Unterstützung für Trauernde Hilfe für Suizid-Angehörige: Trauergruppe startet

In einer neuen Trauergruppe erfahren Angehörige von Menschen, die Suizid begangen haben, Unterstützung.
In einer neuen Trauergruppe erfahren Angehörige von Menschen, die Suizid begangen haben, Unterstützung. (Bild: picture alliance / Zoonar | Robert Kneschke)

Über 9.000 Menschen nehmen sich jährlich in Deutschland das Leben. Was bleibt sind sprachlose Angehörige, die sich oft die Schuld geben und täglich aufs Neue gegen widersprüchliche Gefühle ankämpfen. Ein kleiner Strohhalm sind Trauergruppen. Am 5. November startet eine ‘geschlossene Selbsthilfegruppe‘ in Wangen. Wir haben mit einer betroffenen Familie gesprochen.

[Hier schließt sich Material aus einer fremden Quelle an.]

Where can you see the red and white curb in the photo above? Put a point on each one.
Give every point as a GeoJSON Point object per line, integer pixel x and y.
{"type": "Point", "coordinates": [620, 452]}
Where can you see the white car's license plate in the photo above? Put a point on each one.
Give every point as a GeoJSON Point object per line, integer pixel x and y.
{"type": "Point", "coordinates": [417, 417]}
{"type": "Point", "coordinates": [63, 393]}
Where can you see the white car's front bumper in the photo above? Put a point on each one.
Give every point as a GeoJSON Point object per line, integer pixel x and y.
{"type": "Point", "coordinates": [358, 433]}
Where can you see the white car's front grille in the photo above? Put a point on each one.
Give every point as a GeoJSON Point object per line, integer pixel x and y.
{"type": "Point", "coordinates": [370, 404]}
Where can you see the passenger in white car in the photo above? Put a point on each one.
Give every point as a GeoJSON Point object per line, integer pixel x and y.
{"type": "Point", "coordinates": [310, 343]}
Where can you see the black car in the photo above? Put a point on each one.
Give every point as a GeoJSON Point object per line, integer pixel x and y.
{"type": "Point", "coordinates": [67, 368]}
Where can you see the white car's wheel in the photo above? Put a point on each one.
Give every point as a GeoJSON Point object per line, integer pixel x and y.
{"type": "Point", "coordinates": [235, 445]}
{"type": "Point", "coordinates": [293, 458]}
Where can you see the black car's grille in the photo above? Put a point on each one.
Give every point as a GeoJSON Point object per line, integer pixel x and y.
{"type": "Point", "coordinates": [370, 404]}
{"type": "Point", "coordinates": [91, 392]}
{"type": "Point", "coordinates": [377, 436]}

Wenn ein geliebter Mensch stirbt, steht die Welt für einen Moment still und danach ist nichts mehr so wie es war. Das Leben geht zwar weiter, aber es wird ein anderes sein. Bei uns sterben jährlich mehr Menschen durch Suizid als bei Verkehrsunfällen. Allein in den Landkreisen Ravensburg und Bodenseekreis sind es ca. 35 Suizidtode pro Jahr. Eine Zahl, die erschreckend ist.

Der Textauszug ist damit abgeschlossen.